The study that we’re presenting here addresses the unmet need of patients with diffuse large B-cell lymphoma that has progressed after CAR T-cell therapy. We know that CAR T remains a very important treatment for patients with relapsed or refractory large cell lymphoma but, despite this, cure is uncommon with only approximately 30% of patients expected to be cured by treatment with CAR T. Patients who are failed by CAR T-cell therapy represent a significant unmet need and there is no clear standard of care for how best to treat such patients.
Our data here from the ELM-1 study represents the largest and clearest prospective data set for the use of bispecific antibody therapy to evaluate the hypothesis that such treatment could be effective and safe in patients with large cell lymphoma progressing after CAR T-cell therapy.
What was the study design?
The study design here is drawn from a cohort within the ELM-1 study of odronextamab, a CD20 by CD3 bispecific antibody as monotherapy in patients with multiply relapsed or refractory large cell lymphoma. Treatment with odronextamab was as per its standard treatment with step-up dosing and the study was modified during the conduct of the study to instigate a more gradual step-up dosing to further mitigate the risks of cytokine release syndrome. Treatment was administered as per standard with weekly and then every two weeks up to cycle 9. Patients who achieved a complete response at cycle 9 could be continued at a q4 week dosing schedule until progression or intolerance.

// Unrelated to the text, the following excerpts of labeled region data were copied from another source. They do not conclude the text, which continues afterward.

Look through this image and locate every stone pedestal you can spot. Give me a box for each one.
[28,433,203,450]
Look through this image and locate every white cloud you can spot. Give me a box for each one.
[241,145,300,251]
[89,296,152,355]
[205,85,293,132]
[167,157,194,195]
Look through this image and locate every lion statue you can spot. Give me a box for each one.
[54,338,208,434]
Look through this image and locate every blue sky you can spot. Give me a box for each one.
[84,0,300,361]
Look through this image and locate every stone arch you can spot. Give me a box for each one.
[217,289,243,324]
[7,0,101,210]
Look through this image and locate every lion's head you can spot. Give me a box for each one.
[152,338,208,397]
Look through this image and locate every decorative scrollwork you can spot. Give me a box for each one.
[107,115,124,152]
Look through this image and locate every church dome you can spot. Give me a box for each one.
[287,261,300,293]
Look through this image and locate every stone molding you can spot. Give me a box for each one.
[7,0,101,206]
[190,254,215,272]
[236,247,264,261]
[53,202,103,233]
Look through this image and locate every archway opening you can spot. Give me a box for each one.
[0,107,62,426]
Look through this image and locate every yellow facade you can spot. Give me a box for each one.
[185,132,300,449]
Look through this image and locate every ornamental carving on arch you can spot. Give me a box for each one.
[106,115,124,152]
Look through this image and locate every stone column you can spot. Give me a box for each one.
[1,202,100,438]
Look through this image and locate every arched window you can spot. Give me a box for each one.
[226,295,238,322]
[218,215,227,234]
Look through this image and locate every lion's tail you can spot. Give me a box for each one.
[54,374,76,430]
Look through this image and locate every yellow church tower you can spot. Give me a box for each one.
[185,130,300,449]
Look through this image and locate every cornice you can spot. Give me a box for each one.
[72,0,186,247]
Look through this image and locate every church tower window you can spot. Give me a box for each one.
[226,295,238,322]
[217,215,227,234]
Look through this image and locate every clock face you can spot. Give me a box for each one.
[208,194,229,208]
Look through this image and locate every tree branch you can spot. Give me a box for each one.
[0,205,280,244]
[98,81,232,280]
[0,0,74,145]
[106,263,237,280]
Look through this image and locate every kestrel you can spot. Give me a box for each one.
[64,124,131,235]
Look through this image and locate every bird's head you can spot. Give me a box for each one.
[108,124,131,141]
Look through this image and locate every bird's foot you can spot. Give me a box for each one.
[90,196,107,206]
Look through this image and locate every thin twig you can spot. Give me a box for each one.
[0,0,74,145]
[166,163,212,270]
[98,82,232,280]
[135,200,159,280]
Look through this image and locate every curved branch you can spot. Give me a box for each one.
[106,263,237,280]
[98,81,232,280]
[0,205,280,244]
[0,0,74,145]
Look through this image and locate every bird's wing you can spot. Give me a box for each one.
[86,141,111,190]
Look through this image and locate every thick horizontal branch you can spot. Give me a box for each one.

What were the results of this study?
I would say the results here are encouraging. We found that in this heavily pre-treated patient population with this treatment being the median fourth line of therapy in patients who had already been failed by CAR T as the enrolment criterion for this cohort, we saw that odronextamab monotherapy was active with a best overall response rate of 48% and a complete response rate of 32%. Further, we saw the patients who achieved a CR were likely to sustain that CR in ongoing follow-up.
Responses were not just common but also [??] with a median duration of response of 14.8 months. For those patients that achieved a complete response the median duration of complete response has not yet been reached at last data cut.
We saw the treatment was safe as well with a low rate of grade 5 adverse events of only 3%. Serious adverse events were common but largely those which are expected from [??] therapy. Cytokine release syndrome was seen in approximately half of patients but was almost exclusively limited to grade 1 or grade 2 and during step-up administration.
We did see that there was a relationship between time from CAR T-cell therapy and likely effectiveness of odronextamab therapy with patients who had progressed within 90 days of treatment with CAR T-cell therapy less likely to respond to odronextamab with only 20% of such patients responding to odronextamab. Whereas for patients who had relapsed more than six months after CAR T-cell therapy enjoying a very high overall response rate of over 80%.
What do you think is the clinical significance of these results?
The clinical impact here is that it is the first and clearest signal that for patients who have been failed by CAR T-cell therapy, relapsing subsequently, bispecific antibodies do represent a safe and effective strategy for treating such high risk patients. There’s obviously work ongoing with odronextamab in combination with other bispecific antibodies as well, but the study data [??] very clearly points the direction that bispecific antibodies are a relevant and encouraging strategy for these difficult to treat patients.